Chapter 1. An Introduction to Jenkins

Jenkins (née Hudson) is a continuous integration server written in Java. It can be downloaded from http://www.jenkins-ci.org as an executable war. It means that you can run it with java -jar jenkins.war. Jenkins comes with an embedded Servlet Container (Winstone) but you also have the option to deploy the war to an application server like Tomcat, Jetty, JBoss, etc. Jenkins does not use any database to store its configuration. Jenkins uses XStream to save data as XML files.

With Jenkins you can create, monitor and schedule jobs. There are plug-ins for almost anything that you may think about, from different SCMs (git, mercury, SVN, CVS) to plug-ins for integrating your Jenkins with Selenium, Gerrit, TestLink and other tools.

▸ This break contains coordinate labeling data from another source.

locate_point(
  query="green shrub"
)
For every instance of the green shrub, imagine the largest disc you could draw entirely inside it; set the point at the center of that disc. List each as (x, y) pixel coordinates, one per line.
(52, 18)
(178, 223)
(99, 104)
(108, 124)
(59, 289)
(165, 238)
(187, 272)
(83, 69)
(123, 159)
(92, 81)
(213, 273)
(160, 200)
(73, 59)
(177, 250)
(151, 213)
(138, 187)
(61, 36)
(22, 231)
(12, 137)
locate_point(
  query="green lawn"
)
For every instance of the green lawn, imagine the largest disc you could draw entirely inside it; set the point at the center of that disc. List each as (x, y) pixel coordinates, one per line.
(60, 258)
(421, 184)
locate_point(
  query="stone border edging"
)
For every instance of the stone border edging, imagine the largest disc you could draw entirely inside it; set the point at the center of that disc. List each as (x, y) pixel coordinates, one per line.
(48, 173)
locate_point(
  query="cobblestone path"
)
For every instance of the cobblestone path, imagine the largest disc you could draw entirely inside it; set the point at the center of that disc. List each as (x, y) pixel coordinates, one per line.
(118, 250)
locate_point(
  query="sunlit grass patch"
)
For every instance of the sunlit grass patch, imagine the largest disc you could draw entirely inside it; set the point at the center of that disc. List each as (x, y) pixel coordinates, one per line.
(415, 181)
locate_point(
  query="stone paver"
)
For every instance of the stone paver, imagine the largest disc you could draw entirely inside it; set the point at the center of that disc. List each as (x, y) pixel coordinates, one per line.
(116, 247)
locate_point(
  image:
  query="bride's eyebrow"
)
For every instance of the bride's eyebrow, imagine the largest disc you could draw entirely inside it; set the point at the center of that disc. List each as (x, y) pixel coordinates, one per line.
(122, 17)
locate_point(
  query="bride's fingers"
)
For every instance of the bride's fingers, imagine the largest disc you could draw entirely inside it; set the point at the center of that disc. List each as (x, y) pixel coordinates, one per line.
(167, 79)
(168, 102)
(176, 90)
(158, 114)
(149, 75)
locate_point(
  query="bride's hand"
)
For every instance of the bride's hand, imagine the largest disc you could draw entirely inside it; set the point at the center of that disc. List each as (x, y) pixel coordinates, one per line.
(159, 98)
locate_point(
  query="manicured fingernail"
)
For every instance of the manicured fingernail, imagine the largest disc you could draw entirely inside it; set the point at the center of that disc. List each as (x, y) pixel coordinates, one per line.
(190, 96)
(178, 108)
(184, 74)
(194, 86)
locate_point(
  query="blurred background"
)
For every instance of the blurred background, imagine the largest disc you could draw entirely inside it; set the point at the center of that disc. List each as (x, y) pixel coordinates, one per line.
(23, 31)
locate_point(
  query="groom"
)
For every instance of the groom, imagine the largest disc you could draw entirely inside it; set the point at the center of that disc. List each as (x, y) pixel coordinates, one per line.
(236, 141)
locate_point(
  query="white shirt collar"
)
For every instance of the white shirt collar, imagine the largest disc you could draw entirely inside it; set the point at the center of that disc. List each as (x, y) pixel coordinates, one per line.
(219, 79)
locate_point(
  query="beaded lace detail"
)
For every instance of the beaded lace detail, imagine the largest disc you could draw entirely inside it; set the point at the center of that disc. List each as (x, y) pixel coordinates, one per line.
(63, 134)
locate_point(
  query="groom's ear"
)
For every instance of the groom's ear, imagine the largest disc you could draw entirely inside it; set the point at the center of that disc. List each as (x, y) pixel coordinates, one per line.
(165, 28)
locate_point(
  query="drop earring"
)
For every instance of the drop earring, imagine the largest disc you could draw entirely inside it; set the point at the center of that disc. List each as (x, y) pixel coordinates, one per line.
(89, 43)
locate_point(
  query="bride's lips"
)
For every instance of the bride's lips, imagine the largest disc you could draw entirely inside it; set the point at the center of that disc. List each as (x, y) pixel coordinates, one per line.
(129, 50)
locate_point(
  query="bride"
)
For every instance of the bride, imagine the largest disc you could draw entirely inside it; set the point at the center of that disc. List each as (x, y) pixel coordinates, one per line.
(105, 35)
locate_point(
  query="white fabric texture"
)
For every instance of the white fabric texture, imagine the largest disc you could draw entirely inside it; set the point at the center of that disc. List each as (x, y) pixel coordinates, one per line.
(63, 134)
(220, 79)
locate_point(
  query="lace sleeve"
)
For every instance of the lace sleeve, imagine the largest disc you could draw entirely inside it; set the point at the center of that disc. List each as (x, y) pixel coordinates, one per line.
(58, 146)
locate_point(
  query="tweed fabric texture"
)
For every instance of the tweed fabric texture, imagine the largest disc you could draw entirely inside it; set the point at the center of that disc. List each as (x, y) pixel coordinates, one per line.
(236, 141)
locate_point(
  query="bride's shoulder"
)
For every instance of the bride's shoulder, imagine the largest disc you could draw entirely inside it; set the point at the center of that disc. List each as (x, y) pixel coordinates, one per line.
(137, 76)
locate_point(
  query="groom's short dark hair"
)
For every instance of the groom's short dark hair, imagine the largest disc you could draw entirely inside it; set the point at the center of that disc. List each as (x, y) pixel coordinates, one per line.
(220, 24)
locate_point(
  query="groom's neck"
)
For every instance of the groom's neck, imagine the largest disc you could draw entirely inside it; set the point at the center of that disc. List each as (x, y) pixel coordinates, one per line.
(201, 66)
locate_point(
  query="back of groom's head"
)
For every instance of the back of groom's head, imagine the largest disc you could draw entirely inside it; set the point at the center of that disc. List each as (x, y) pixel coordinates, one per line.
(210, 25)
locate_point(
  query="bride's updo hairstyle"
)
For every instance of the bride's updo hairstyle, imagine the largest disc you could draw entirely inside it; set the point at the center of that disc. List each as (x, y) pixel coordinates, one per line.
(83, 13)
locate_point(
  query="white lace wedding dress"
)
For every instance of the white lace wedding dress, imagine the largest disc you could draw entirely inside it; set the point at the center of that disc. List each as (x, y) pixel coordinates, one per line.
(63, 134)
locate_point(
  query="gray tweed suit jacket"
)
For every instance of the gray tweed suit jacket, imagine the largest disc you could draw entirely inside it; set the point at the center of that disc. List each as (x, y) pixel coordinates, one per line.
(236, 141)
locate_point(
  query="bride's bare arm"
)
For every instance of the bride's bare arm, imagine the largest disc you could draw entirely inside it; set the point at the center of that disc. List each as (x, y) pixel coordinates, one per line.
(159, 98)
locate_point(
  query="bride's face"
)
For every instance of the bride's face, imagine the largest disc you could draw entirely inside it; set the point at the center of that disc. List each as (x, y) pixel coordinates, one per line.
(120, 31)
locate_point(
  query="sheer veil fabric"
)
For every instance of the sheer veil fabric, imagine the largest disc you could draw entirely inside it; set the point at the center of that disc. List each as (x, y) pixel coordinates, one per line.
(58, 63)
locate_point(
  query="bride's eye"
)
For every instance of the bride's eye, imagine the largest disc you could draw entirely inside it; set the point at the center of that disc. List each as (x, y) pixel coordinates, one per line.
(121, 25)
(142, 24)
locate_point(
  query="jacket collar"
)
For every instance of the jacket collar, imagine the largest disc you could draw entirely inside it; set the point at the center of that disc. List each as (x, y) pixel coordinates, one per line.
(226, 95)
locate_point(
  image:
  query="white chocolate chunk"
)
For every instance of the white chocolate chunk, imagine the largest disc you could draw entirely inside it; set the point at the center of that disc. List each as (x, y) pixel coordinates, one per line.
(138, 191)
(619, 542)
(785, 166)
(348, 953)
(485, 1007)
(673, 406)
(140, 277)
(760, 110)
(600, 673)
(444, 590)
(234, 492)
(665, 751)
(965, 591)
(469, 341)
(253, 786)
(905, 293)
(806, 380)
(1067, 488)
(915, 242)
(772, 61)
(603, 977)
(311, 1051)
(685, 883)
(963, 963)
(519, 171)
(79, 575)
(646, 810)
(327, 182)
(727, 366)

Here is a summarized list of Jenkins features that is available in Jenkins Wiki:

  1. Easy installation

  2. Easy configuration

  3. Change set support

  4. Permanent links

  5. RSS/E-mail/IM Integration

  6. After-the-fact-tagging

  7. JUnit/TestNG test reporting

  8. Distributed builds

  9. File fingerprinting

  10. Plugin Support

For this guide we suggest you to use the LTS (long term support) version of Jenkins. At the moment that this guide is being written, the current version is 1.424.6. However it is very likely that what you will learn here will work with newer versions of Jenkins. Jenkins development team does a great job not only developing cool features, but also keeping backward compatibility between versions.